Bobby Knight almost took this same Red Raider job back in '69. Two years later Myers took the Lubbock job and Knight gave Myers the time of day when no other big time NCAA coach would. He invited Myers up to visit the I. U. campus, put him up at his home and spent hours watching film with him and discussing zone defenses, motion offenses and a lot of things that ended up resulting in Myers winning 326 games in his 21-year career as head basketball coach at Texas Tech.

A powerful friendship was forged then, and now Texas Tech, the Big 12 and the whole state of Texas may be about to reap the benefits of whatever these two old friends may come together to accomplish.

These are simple people in Lubbock Texas. They know how to forgive and to forget. “I have tremendous respect for him,” said Myers of Knight. “He's one of the best coaches who has ever coached the game of basketball.”

If any one thing clinched this whole deal, it was when Knight told Tech officials he was not proud of all that had gone on before. With that one simple admission, Myers and school president David Schmidly both got the same gut feeling that this was the right thing to do, and they had to do it now. They moved to give Knight his second chance, to go for broke, making a bold move to put the Red Raiders back on the national basketball map.

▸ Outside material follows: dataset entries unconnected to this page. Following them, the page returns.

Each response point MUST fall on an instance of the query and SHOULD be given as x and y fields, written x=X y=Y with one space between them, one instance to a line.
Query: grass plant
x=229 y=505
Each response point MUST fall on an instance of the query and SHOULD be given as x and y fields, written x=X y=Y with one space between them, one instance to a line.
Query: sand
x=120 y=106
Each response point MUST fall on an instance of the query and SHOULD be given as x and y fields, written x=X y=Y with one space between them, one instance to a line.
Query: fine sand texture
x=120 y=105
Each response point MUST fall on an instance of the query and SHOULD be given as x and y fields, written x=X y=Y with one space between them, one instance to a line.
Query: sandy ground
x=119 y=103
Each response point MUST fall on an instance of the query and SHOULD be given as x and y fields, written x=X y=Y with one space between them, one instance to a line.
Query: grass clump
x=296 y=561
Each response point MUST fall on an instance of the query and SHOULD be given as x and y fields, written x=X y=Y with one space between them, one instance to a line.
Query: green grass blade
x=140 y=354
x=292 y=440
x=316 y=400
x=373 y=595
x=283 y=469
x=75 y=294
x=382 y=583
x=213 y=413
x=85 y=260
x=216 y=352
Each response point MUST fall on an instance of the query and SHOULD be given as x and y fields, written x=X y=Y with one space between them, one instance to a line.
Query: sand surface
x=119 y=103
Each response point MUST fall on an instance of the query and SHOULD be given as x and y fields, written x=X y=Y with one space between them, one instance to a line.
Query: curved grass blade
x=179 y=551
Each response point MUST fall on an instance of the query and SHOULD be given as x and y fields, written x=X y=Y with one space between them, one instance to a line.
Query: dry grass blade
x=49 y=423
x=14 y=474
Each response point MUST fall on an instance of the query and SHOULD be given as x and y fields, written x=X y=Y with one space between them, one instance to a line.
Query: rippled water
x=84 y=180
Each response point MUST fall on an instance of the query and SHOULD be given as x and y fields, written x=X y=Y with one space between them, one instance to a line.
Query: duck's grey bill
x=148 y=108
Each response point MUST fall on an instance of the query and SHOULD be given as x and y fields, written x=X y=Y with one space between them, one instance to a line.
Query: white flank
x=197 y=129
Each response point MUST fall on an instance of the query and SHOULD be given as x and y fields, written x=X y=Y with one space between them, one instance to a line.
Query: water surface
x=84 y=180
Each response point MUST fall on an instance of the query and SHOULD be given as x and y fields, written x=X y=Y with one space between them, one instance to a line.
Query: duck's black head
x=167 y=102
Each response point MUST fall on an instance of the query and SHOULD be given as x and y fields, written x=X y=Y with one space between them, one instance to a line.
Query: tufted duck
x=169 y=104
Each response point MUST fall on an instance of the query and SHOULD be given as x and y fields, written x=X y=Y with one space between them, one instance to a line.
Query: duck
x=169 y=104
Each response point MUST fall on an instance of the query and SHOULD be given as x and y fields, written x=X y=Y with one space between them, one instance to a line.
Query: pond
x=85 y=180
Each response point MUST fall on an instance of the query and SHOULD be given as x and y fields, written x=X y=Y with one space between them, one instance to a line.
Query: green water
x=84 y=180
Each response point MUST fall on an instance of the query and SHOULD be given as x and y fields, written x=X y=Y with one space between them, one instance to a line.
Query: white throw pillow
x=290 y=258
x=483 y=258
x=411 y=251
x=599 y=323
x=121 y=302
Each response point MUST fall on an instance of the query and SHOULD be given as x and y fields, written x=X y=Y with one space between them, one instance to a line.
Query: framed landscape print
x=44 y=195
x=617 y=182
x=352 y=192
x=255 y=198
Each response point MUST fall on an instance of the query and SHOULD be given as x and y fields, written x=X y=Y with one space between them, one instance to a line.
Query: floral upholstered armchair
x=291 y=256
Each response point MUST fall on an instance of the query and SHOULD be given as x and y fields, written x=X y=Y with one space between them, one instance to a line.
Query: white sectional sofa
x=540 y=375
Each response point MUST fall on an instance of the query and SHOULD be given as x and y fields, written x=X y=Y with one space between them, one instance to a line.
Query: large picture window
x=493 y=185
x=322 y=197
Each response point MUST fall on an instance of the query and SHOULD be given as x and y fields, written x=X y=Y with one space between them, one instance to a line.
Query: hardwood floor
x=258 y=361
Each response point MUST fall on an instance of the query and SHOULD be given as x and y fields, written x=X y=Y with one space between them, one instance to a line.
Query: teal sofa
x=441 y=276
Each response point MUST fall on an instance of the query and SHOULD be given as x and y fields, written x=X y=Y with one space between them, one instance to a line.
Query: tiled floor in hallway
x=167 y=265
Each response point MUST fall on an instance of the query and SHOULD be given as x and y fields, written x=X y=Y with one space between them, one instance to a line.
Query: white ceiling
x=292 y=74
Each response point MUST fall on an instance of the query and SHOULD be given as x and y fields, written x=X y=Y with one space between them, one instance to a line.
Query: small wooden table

Meyers and Texas Tech officials are betting that Knight's passion for academic excellence and ability to field a winning program will, in the end, outweigh any bad publicity that may come back to haunt them.

“It's a fresh start for both of us,” said Tech junior center Andy Ellis. “The past is the past.” My youngest son Jay is registered to attend Texas Tech in the fall and even he says, “With all the razz' matazz' about Bobby Knight, I still want to see him coach.” 'Nuff said for me.

Its been 31 years since this lazy West Texas cow town has been blinded by such media glare. Back then it was a killer tornado blowing through the center of town leaving a miles long, half-mile wide path of death and destruction in its wake. Well, there's a new Texas twister blowing through Lubbock, only this one plans on staying a while. Hold on to your hats, pardners! We could be in for high winds and hail!